Linda M. Alcoff bestritt die Frankfurter Adorno-Vorlesungen. Im Raum stand die Vermutung, sie sympathisiere mit einem Israel-Boykott.

Zieht wegen ihrer Vorlesungen viel Kritik auf sich: die Philosophin Linda Martín Alcoff Foto: privat

„Kein Israelboykott im Namen Adornos!“ – unter diesem reißerisch-plakativen Titel äußerten vier jüdisch-israelische Organisationen in einem offenen Brief an das Frankfurter Institut für Sozialforschung im Vorfeld der Veranstaltung Kritik an der Referentin der diesjährigen Ador­no-Vorlesungen, die das Institut und der Suhrkamp-Verlag gemeinsam veranstalten.

Die Vorlesungen bestritt die New Yorker Philosophin Linda Martín Alcoff. In drei Vorlesungen vom 29. 6. bis 1. 7. behandelte sie das weitläufige Thema „Race, Culture, History“. Auch der Lokalpolitiker Uwe Becker (CDU) meldete sich kritisch zu Wort.

Stefan Lessenich, der Direktor des Instituts, wies die geäußerten Verdächtigungen einer Beziehung der Referentin zur israelkritischen Bewegung BDS („Boycott, Divestment and Sanctions“) als substanzlos zurück und verwahrte sich gegen den Vorwurf, das Institut biete dem Antisemitismus Obdach oder decke Boykottforderungen gegen Israel.

Auf seiner Webseite unterstrich das Frankfurter Institut, es nähme die geäußerte Kritik „sehr ernst“ und betonte zugleich die Notwendigkeit, dass sich die Kritische Theorie auch mit Theorien des Postkolonialismus zu beschäftigen habe, wenn sie ihre Tradition nicht verleugnen und verfälschen wolle.

Die in Teilen der Presse behauptete Parallele zum künstlerischen und politischen Desaster der documenta 15 verdankt sich der aktuellen medialen Stimmungslage und ist insofern eine freihändige Improvisation.

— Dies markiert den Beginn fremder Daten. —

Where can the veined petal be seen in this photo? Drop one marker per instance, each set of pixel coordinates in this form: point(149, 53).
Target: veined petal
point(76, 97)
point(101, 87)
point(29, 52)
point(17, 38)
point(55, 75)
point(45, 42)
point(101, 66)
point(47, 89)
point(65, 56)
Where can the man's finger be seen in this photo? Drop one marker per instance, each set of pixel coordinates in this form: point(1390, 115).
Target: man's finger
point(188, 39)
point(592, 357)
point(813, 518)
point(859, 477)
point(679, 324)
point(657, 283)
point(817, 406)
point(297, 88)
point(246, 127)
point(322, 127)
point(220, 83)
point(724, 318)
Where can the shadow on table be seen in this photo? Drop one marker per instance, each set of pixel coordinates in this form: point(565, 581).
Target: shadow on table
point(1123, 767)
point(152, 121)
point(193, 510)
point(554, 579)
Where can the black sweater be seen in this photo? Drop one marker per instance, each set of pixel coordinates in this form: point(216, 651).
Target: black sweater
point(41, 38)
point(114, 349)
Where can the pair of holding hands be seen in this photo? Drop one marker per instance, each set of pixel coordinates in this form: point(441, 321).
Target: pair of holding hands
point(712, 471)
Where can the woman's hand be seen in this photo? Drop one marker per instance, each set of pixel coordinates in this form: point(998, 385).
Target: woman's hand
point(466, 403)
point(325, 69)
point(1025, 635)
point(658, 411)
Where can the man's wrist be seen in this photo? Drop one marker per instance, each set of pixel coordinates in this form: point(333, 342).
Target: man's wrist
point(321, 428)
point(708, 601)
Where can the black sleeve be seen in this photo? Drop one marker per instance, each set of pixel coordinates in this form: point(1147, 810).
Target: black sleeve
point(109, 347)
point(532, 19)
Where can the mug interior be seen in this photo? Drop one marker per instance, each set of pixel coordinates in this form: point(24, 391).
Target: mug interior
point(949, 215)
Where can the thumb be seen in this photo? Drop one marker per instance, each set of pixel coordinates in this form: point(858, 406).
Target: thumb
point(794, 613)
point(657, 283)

Der hessische CDU-Politiker Becker wurde vor Jahren überregional bekannt, weil er dem renommierten Frankfurter Club Voltaire mithilfe des Mitrechts und der Streichung städtischer Zuschüsse den Garaus machen wollte, aber damit an der Justiz scheiterte.

Sog sozialer Hierarchien

In der ersten Vorlesung beschäftigte sich Linda M. Alcoff mit den problematischen sozialen Konstruktionen von Rasse und Identität, allerdings eher affirmativ und ohne deren Untiefen und theoretische Leerstellen kritisch auszuloten.

Historisch orientierten sich Konzeption und Begriff von Rasse zunächst vor allem an körperlichen Merkmalen, integrierten aber bald auch Verhaltensweisen und mentale und psychische Dispositionen in ihre Überlegungen und gelangten so in den abgründigen Sog von sozialen Hier­archien sowie eingebildeten Superioritäten und Inferioritäten von Bevölkerungsgruppen beziehungsweise ganzen Ethnien, ohne die sozialen und politischen Kontexte zu reflektieren, in denen die Konzepte und Begriffe entstanden.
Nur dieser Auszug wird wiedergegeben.